Publication Date: October 15, 2025
Author: Gabriela Singh (Law and Identity)
Supervised by: Anonymous Architect
United States. The first bank — Bank of North America — was founded in Philadelphia in 1781 to finance the War of Independence. Later came the First Bank of the United States (1791) and the Second Bank (1816), created to stabilize the currency and provide credit for industry. In the 19th century, American banks became key instruments for the development of railroads, manufacturing, and agriculture.
Canada. In 1817, the Bank of Montreal was established as the country’s first commercial bank. The Canadian banking system developed in a more centralized and stable way compared to the American one: strict regulation allowed it to avoid many financial crises.
Australia. Beginning in 1817, when the Bank of New South Wales (now Westpac) was created, banks played a crucial role in the colonial economy: financing land development, gold mining, and trade. Over time, the Australian model evolved into a highly centralized and resilient banking system.
China. As early as the Tang Dynasty (7th–9th centuries), there were precursors to banking — “flying money” (feiqian), which functioned as transfers between trading houses. They allowed merchants to avoid transporting large amounts of cash over long distances. In the 19th century, under Western influence, China established its first modern banks, such as the Imperial Bank of China (1897).
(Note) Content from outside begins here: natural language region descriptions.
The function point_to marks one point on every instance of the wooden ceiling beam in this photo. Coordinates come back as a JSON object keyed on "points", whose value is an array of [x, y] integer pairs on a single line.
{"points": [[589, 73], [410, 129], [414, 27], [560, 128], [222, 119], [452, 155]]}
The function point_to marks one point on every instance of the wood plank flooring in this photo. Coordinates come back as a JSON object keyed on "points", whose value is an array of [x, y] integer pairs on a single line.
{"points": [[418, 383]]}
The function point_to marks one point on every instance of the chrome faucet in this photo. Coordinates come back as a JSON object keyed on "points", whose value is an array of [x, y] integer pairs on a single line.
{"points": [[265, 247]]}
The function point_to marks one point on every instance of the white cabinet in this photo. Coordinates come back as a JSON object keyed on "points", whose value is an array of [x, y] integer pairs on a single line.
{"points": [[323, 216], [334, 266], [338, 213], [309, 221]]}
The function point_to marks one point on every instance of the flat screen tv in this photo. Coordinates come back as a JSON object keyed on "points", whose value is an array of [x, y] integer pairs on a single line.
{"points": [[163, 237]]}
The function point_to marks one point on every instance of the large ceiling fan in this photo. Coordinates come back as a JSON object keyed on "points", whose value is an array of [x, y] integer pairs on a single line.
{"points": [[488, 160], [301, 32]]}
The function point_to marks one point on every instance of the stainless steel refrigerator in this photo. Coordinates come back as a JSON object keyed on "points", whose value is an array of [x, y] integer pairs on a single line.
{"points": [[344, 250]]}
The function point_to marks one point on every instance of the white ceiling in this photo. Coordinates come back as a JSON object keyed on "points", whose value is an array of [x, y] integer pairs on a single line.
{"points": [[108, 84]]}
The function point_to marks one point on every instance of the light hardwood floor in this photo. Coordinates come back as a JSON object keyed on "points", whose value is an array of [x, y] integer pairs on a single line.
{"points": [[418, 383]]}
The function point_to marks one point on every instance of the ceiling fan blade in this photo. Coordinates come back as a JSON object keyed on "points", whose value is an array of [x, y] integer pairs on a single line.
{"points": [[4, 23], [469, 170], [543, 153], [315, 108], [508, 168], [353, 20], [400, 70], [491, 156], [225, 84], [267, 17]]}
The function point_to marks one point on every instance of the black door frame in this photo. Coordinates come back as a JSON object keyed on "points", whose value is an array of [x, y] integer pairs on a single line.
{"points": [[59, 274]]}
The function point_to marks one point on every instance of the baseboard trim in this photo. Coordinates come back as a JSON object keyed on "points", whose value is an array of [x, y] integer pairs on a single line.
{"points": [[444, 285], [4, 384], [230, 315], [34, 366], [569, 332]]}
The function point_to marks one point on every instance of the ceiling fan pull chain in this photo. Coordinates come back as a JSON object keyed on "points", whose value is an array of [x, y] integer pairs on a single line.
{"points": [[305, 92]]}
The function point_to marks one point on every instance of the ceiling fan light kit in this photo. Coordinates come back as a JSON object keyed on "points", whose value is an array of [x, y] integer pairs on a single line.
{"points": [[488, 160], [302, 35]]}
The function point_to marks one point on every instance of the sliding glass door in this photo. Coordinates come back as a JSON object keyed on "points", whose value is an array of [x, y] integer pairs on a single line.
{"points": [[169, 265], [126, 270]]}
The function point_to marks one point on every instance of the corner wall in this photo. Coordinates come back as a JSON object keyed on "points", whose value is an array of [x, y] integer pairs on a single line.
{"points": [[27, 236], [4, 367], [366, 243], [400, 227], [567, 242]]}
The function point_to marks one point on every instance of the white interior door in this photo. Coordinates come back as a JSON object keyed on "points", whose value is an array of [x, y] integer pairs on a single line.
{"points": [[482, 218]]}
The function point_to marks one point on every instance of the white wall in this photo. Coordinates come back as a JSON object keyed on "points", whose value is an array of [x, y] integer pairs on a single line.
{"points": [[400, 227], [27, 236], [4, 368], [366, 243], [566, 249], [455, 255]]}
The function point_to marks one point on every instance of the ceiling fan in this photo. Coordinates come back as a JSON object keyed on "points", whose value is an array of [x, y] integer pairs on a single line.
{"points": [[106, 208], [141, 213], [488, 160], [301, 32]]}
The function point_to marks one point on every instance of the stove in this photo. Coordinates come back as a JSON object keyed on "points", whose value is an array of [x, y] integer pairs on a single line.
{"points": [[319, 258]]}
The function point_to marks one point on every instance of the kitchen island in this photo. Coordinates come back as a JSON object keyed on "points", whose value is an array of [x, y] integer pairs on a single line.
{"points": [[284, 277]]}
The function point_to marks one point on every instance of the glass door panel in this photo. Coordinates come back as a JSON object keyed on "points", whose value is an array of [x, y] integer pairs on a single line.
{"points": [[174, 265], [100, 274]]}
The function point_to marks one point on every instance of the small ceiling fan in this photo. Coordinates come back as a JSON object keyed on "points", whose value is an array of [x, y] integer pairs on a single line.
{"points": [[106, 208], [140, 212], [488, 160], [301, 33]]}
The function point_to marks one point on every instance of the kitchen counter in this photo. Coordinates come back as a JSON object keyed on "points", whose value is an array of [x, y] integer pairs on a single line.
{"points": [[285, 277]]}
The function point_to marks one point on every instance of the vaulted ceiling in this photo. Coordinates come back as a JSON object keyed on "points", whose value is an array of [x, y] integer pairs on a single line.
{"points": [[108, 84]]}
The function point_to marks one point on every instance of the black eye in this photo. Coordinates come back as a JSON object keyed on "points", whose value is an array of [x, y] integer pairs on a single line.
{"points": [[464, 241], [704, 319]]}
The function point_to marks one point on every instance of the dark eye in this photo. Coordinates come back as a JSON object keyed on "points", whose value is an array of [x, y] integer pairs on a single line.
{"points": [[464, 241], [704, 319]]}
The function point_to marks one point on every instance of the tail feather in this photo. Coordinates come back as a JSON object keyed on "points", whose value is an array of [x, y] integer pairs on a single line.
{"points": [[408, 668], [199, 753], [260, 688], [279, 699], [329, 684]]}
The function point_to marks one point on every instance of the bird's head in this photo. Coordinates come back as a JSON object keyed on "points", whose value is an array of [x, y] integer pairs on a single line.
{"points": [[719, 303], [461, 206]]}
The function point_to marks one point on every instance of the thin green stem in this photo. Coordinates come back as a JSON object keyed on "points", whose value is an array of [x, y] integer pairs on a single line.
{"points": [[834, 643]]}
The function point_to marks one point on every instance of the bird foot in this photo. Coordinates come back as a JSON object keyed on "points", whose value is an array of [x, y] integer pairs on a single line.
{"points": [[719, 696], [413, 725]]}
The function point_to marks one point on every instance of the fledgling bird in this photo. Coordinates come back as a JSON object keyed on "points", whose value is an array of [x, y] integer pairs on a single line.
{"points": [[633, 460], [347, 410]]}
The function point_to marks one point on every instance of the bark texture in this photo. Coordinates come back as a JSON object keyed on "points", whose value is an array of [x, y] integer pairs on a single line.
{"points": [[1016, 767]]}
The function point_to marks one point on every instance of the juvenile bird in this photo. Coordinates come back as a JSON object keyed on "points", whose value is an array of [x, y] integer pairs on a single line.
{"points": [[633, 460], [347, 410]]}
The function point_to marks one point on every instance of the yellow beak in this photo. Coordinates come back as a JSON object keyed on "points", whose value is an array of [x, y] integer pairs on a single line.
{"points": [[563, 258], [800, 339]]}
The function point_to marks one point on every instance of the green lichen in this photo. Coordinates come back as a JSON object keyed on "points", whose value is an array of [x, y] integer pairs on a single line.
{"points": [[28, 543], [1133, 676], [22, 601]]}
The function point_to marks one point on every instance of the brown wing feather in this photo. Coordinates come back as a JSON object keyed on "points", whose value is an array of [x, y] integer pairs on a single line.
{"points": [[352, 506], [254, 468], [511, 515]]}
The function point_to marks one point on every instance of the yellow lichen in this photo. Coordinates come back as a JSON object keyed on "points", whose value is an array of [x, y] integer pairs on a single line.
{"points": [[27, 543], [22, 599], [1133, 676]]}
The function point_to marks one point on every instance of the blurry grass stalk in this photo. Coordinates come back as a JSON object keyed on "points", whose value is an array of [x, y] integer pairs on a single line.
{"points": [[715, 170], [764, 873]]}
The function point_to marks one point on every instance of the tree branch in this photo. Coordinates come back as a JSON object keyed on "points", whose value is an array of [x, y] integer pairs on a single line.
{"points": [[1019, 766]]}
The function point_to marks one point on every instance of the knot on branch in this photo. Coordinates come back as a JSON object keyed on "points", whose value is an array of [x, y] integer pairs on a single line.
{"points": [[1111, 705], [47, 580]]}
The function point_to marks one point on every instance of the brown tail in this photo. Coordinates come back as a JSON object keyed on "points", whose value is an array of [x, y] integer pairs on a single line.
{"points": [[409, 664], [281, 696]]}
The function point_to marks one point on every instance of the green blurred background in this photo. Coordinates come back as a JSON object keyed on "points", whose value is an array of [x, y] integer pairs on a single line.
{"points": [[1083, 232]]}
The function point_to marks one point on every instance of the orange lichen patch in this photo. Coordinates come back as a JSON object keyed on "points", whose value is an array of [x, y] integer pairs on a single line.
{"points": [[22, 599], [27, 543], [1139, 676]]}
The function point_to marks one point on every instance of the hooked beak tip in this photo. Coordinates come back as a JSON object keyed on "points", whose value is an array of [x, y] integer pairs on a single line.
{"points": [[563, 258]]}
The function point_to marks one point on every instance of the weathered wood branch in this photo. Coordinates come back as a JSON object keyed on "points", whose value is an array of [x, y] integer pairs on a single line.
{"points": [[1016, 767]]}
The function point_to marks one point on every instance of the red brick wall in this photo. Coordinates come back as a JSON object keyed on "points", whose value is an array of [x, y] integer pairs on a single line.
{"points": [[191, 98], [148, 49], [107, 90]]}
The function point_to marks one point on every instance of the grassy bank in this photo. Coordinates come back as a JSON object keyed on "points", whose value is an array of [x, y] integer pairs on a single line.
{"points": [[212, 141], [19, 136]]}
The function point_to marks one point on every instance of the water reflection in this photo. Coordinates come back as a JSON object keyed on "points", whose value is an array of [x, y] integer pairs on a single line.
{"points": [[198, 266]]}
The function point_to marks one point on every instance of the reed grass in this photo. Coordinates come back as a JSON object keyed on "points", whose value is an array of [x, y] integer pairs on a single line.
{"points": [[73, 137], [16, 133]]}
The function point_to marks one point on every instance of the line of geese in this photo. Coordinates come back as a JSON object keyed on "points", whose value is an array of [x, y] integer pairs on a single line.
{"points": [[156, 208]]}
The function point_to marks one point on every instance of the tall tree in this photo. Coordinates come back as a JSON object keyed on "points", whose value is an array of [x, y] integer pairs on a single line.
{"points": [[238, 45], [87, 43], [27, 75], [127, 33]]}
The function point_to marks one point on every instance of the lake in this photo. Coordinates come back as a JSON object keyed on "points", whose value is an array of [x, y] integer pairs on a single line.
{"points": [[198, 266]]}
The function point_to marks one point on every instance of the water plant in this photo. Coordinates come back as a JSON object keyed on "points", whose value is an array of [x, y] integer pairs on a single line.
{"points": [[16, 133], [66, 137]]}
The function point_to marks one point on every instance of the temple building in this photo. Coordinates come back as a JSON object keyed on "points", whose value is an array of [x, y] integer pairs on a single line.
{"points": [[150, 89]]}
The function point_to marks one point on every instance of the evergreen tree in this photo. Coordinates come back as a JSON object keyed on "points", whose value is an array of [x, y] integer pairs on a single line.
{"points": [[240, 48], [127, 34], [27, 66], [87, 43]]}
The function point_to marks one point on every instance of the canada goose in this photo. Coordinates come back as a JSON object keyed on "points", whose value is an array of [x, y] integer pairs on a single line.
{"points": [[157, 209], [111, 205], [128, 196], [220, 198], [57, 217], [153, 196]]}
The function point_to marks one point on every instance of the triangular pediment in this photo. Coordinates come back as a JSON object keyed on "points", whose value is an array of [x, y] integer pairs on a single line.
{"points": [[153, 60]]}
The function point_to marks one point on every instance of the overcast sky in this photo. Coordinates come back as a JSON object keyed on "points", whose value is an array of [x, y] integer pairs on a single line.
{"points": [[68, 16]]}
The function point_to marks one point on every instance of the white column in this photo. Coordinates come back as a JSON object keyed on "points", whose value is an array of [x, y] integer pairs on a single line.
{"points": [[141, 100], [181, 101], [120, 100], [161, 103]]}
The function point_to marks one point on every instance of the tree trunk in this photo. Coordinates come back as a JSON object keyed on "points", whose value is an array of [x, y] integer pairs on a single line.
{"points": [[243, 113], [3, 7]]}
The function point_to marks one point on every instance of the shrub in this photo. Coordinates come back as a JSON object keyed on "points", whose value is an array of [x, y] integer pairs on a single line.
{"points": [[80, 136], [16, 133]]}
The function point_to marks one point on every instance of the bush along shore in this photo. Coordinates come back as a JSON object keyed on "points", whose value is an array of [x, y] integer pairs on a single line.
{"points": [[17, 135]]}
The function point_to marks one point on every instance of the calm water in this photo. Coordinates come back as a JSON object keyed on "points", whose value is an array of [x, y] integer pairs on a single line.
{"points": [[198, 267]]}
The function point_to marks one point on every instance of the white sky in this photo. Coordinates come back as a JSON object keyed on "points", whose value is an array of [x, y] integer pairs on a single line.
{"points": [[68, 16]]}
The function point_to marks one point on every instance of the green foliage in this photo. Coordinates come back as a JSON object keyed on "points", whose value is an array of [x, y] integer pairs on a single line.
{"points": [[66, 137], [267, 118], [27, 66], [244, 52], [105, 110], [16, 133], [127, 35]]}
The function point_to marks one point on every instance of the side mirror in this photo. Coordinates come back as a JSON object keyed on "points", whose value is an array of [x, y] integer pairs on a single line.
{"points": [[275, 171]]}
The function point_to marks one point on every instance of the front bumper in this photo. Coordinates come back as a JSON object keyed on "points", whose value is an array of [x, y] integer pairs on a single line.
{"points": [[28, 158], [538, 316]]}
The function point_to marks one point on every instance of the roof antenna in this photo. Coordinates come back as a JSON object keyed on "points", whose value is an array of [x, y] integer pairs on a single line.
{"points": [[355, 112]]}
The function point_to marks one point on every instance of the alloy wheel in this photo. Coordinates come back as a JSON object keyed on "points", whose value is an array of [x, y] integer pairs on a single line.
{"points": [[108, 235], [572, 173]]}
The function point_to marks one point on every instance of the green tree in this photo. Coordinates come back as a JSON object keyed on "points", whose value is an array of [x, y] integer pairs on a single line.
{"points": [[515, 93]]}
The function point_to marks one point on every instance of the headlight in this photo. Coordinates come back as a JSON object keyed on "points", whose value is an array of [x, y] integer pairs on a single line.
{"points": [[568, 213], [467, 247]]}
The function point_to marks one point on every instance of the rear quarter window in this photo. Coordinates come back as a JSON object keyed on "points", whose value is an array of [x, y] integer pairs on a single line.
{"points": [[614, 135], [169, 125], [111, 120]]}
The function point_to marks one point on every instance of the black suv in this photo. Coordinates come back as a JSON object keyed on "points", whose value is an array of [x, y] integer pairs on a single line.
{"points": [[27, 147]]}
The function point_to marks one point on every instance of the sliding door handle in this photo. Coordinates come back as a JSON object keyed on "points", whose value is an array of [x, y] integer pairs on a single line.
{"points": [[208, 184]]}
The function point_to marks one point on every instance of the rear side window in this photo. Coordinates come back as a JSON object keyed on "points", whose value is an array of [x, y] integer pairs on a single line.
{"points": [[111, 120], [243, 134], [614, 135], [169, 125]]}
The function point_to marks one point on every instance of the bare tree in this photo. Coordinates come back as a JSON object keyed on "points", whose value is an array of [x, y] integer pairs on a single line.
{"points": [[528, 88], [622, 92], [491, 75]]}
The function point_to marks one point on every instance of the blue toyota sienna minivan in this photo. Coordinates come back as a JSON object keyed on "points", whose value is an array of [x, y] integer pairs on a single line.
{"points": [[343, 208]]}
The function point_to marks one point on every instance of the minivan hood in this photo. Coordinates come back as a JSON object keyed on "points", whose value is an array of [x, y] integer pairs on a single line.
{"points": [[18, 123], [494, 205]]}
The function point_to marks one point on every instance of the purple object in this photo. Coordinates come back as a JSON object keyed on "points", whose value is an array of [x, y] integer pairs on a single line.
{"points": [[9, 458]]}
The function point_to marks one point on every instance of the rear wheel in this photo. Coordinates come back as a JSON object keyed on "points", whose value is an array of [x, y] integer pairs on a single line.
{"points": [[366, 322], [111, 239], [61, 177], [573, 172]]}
These banks became more than just financial instruments — they were part of a broader modernization program, integrating China’s economy into the global system and subjecting it to international rules of trade and credit.
Japan. After the Meiji Restoration (1868), Japan’s banking system was modeled on Western institutions. In 1873, the Dai-Ichi Kokuritsu Ginkō (First National Bank) was founded, followed by Mitsubishi Bank and other private institutions. Japanese banks not only supported the country’s industrialization but also became the core of powerful corporate conglomerates — zaibatsu — where capital, industry, and finance formed an integrated network. This transformed banks into pillars of national modernization and instruments of concentrated power.
Transitional Emphasis
The expansion of the banking idea beyond Europe coincided with the expansion of empires. Banks followed armies, colonies, trading fleets, and railroads, becoming not just financial intermediaries but tools of power. In every region they entered, they reshaped the rules of the game: in China, integrating trading houses into the global economy; in Japan, creating zaibatsu that defined the country’s industrial future.
Thus, the banking idea ceased to be a local practice of trust. It became a global machine, binding together power, capital, and control.
COSMIC Commentary
The expansion of banks reveals a deeper truth: any system that claims universality inevitably strives for domination. The banking model spread across the planet and transformed from a mediator into a mechanism of subjugation.
COSMIC proposes the opposite. It does not impose universality, nor does it expand through force. COSMIC emerges only where the subject is ready for differentiation. This is not expansion but an inner act — not control, but the realization of form. If the bank says: “access only by the rules,” COSMIC says: “form exists on its own and is independent of access.”